Photo credit: Harry Cabluck/AP
Our brief local nightmare is over. According to Homeland Security representative Russ Knocke - via The Statesman - our birds may not be safe, but our central Texas located piece of "homeland" is... for now. The official avian death toll has reached 63 and several species of bird were affected including Austin's official spokesbird, the boat-tailed grackle.
Rumors that early responders on the scene had taken ill have proven to be false. Local health officials have also ruled out the possibility of a supposed chlorine or natural gas contamination. Austinist now has word that the downtown Congress Avenue corridor has been more or less reopened. Carcasses have been sent to Texas A&M for extensive and thorough swabbing. Results should be available within three days, or your pandemic is free.
Despite the relative calm, readers should take caution as the sight of dead birds has been proven to incite emotive melancholic episodes and allegorical social commentary with subtle regard to omens and their portents:



Birds are dying, you guys.
Please tell me you weren't lying when you promised an all you can eat grackle buffet.
oh my god
I just, like, wanted to eat all the dead grackles I could, like, to show you all that I'm not a poser and, like, that the world is a really sad place.

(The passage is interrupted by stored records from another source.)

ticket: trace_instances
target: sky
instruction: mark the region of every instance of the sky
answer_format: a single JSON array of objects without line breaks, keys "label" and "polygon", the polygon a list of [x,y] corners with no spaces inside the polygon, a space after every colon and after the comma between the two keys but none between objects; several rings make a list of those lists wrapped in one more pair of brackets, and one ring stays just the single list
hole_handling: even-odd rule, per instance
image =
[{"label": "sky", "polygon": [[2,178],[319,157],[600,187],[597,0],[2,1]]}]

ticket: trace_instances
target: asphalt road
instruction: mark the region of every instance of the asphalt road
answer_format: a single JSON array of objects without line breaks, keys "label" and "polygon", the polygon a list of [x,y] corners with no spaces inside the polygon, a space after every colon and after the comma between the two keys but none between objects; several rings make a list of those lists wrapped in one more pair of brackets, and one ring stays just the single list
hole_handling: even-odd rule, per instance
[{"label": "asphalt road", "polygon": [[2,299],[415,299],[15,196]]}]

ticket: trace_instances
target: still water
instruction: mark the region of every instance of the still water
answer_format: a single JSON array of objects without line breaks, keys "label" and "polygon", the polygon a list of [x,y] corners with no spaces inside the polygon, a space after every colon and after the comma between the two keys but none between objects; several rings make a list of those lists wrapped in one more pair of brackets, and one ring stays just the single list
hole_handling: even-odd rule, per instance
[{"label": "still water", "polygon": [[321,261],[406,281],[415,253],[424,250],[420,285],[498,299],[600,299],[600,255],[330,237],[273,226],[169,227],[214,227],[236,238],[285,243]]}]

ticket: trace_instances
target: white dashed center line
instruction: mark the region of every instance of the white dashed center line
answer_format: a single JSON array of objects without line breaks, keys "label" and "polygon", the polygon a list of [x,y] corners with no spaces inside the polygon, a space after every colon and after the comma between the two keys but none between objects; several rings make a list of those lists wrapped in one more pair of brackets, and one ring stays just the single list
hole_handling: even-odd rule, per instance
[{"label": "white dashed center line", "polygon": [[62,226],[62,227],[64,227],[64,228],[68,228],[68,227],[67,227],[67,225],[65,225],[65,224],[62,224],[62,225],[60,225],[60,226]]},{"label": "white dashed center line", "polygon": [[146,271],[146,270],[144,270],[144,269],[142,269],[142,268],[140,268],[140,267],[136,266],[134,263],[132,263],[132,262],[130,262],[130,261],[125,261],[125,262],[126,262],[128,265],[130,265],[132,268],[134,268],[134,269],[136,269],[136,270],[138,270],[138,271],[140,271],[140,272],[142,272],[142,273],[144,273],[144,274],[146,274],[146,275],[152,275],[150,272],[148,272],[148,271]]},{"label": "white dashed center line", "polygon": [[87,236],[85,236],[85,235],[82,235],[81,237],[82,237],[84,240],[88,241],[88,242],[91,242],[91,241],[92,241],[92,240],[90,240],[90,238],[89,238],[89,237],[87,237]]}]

I'd like to thank the grackles for giving me a half day off from work. Their sacrifice won't soon be forgotten.
I'd like to personally thank the grackles for giving me a half day off from work. Their sacrifice won't soon be forgotten.
Can I pay for my grackle pizza with pesos?
I think if you ask nicely, the Gatti's buffet attendant will whip up an Urban Bird Pie. Today only.
Those are great-tailed grackles, not boat-tailed. Jeez.
Those are great-tailed grackles, not boat-tailed.